"Turn back," he said. "Turn your horse, Virginia—easy as you can."

At the same instant he turned his own horse back into the full fury of the torrent. It had been his plan to camp alone on the other side of the river, returning to the party in the better light of the morning; but there was not an instant's hesitation in turning to battle it again. His brave horse, obedient yet to his will, ventured once more into that torrent of peril. Virginia, cool and alert, pressed the bridle rein against her horse's neck to turn him.

On the bank Lounsbury and Vosper gazed in fascinated terror. Buster wheeled, struggling to keep his feet. Mulvaney pushed on, clear to the deepest, wildest portion of the stream. And then Virginia's horse pitched forward into the wild waters.

Perhaps the animal had simply made a misstep, possibly an irregularity in the river bottom had upset his balance. The waters seemed to pounce with merciless fury, and struck with all their power.

In the half-light it was impossible even for Bill to follow the lightning events of the next second. He saw the horse struggle, flounder, then roll on his back from the force of the current. It swept him down as the wind sweeps a straw. And he saw Virginia shake loose from the saddle.

He had but an instant's glimpse of a white face in the gray water, of hair that streamed; an instant's realization of a faint cry that the waters obscured. And then he sprang to her aid.

He could do nothing else. When the soul of the man was made it was given a certain strength, and certain basic laws were laid down by which his life was to be governed. That strength sustained him now, those laws held him in bondage. He could be false to neither.

He knew the terror of that gray whirlpool below. He had every reason to believe that by no possible effort of his could he save the girl; he would only throw away his own life too. The waters were icy cold: swiftly would they draw the life-giving heat from their bodies. Soaked through, the cold of the night and the forest would be swift to claim them if by any miracle they were able to struggle out of the river. Yet there was not an instant's delay. The full sweep of his thoughts was like a flash of lightning in the sky; he was out of the saddle almost the instant that the waters engulfed her. He sprang with his full strength into the stream.

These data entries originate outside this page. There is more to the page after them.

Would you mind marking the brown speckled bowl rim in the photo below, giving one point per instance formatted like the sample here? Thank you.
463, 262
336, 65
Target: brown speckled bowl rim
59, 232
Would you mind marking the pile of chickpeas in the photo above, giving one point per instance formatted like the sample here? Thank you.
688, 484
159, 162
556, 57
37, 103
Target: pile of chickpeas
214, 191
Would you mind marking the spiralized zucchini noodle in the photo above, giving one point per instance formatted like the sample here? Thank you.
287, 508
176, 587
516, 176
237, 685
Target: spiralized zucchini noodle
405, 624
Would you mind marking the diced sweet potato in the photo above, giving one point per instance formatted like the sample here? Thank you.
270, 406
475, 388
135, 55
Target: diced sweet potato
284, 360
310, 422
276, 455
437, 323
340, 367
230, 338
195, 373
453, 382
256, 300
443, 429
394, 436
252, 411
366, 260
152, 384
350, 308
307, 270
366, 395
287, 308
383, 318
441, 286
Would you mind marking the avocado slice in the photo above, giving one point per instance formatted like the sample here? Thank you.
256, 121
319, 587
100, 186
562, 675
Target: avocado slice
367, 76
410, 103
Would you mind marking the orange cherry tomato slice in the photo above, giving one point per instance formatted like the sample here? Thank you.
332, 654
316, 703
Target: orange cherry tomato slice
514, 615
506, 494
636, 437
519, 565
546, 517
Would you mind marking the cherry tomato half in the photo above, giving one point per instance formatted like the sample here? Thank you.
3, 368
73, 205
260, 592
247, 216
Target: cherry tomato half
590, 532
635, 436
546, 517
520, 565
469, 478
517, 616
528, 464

On the bank the two men saw it as in a dream: the horse's fall, the upheaval of the water as the animal struggled, a flash of the girl's face, and then Bill's leap. They called out in their impotence, and they gazed with horror-widened eyes. But almost at once the drama was hidden from them. The twilight dropped its gray curtains between; besides, the waters had swept their struggling figures down the stream and out of their sight.

Already the river looked just the same. Mulvaney, riderless, was battling toward them through the torrent, but the stress and struggle of the second before had been instantly cut short. There was no spreading ripples, no break in the gray surface of the stream to show where the two had fallen. The stream swept on, infinite, passionless for all its tumult, unconquerable,—like the River of Death that takes within its depths the souls of men, never to yield them, never to show whence they have gone.